Anche noi con gli immigrati per affrancarci dall’individualismo e generare fraternità

 Il 14 marzo si celebra nella diocesi di Noto la memoria del Beato Antonio Etiope, uno schiavo del Cinquecento vissuto tra Avola e Noto che, accolto e affrancato dai suoi “padroni”, ha testimoniato con radicalità il Vangelo unendo preghiera e carità ed è morto in fama di santità, tanto da essere venerato come beato appena quarant’anni dopo la sua morte. Il suo culto è molto vivo in Brasile, mentre da noi è stato riscoperto grazie alle ricerche di Mons. Guastella nel 1992. Lo stesso lo ha proposto come patrono della Caritas diocesana, mentre, con un Convegno e le sollecitazioni di Mons. Nicolosi per una devozione legata alla vita, se ne attualizzava il messaggio rapportando alla crescente immigrazione.

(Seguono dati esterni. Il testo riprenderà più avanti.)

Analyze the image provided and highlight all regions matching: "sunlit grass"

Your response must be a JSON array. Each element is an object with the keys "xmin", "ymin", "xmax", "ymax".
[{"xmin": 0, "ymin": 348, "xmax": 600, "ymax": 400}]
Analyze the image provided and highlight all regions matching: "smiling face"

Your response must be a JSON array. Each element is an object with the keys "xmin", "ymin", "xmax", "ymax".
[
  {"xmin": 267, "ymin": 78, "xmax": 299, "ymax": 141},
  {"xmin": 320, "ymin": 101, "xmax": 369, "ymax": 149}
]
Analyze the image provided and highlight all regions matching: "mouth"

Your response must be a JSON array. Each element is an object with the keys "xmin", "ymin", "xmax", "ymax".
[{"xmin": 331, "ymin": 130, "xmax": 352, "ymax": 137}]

Il giovane schiavo arriva dalla Libia, dalla Cirenaica, e viene definito Etiope: si evoca subito una terra difficile ed una geografia confusa. Una terra di schiavitù, la terra oggi dei “respingimenti”. La geografia confusa invece è indicativa di una mentalità che non accoglie le differenze, la ricchezza dei popoli. Ricordando il Beato dobbiamo allora anzitutto recuperare il senso della comune famiglia umana, con le sue ricchezze e con l’impegno a “non essere sono vicini ma fratelli” (Caritas in veritate), che si accolgono comunque e si riconoscono nelle differenze grazie alla riscoperta della paternità di Dio. Paternità di Dio che concretamente, fin dall’inizio nel gemellaggio con la Chiesa di Butembo-Beni, ci è stata consegnata in questi termini: “Quando gli europei venivano per dominarci non ci potevamo chiamare fratelli. E nemmeno quando venivano per aiutarci. Solo ora che venite a visitarci, possiamo chiamare Dio Padre e noi fratelli”. Accogliere e visitare sono le due porte d’ingresso nella relazione con la varietà e ricchezza dell’unica famiglia umana!
Questo povero schiavo, catturato dai pirati, vene venduto. E però si realizza una relazione da parte del massaro Jandanula e poi dei nipoti Giamblundo, una relazione che permette loro di coglierne il carattere mite, e forse anche di conservarlo tale rispetto ai tanti che si abbrutiscono per gli incontri sbagliati. C’è anche la delicatezza, nel massaro Jandanula, di convertirlo al cristianesimo, mettendo insieme il desiderio di trasmettere la vera fede ma anche di farlo senza forzature ben sapendo che il primo protagonista resta Dio. C’è quindi l’affrancamento! Non sulla base di una legge, ma di una logica evangelica. Affermano i Giamblundo, nipoti di Jandanula: “non può essere schiavo chi ha Dio per amico!” Dovremo, nell’incontro con popoli diversi, avviare un dialogo anche religioso che passa attraverso possibili messaggi ma soprattutto attraverso cammini di liberazione e leggi che riconoscono il diritto di cittadinanza anche gli immigrati (soprattuttto se nati in Italia o nelle amministrative).
Si intensifica, dopo l’affrancamento, la testimonianza del beato Antonio, tra Vangelo e poveri, con un’attenzione ai detenuti che nella nostra Chiesa si sta rinnovando con esperienze significative come “Coltivare la libertà” o “Il mandorlo che fiorisce”, esperienze di reinserimento attraverso l’agricoltura, o come l’accoglienza dei rifugiati e la scuola di italiano tese a ripercorrere “i sentieri di Isaia”, come dice un coordinamento di iniziative ma anche una newsletter che abbiamo iniziato a pubblicare come Caritas diocesana. Soprattutto – in questo cristianesimo che vuole unire una preghiera dall’intensità mistica, la povertà francescana, la carità coraggiosa – il beato Antonio diventa patrono della Caritas diocesana nel suo impegno ad animare comunità capaci di testimoniare una vita cristiana autentica tesa tra Vangelo e storia, una carità fatta di relazioni e di profezia.
In tempo di quaresima, dobbiamo accogliere questa testimonianza per dare densità evangelica, ecclesiale e storica alla nostra conversione. Anche noi dobbiamo con il Beato affrancarci da schiavitù che ci rendono “schiavi contenti” (nel seguire acriticamente la corsa al benessere individualistico ma così continuare ad opprimere il Sud del mondo) e decidere di uscire dalla crisi insieme agli immigrati, recuperando per tutti e con tutti autenticità di vita, fraternità nelle relazioni, giustizia e pace al cuore della città.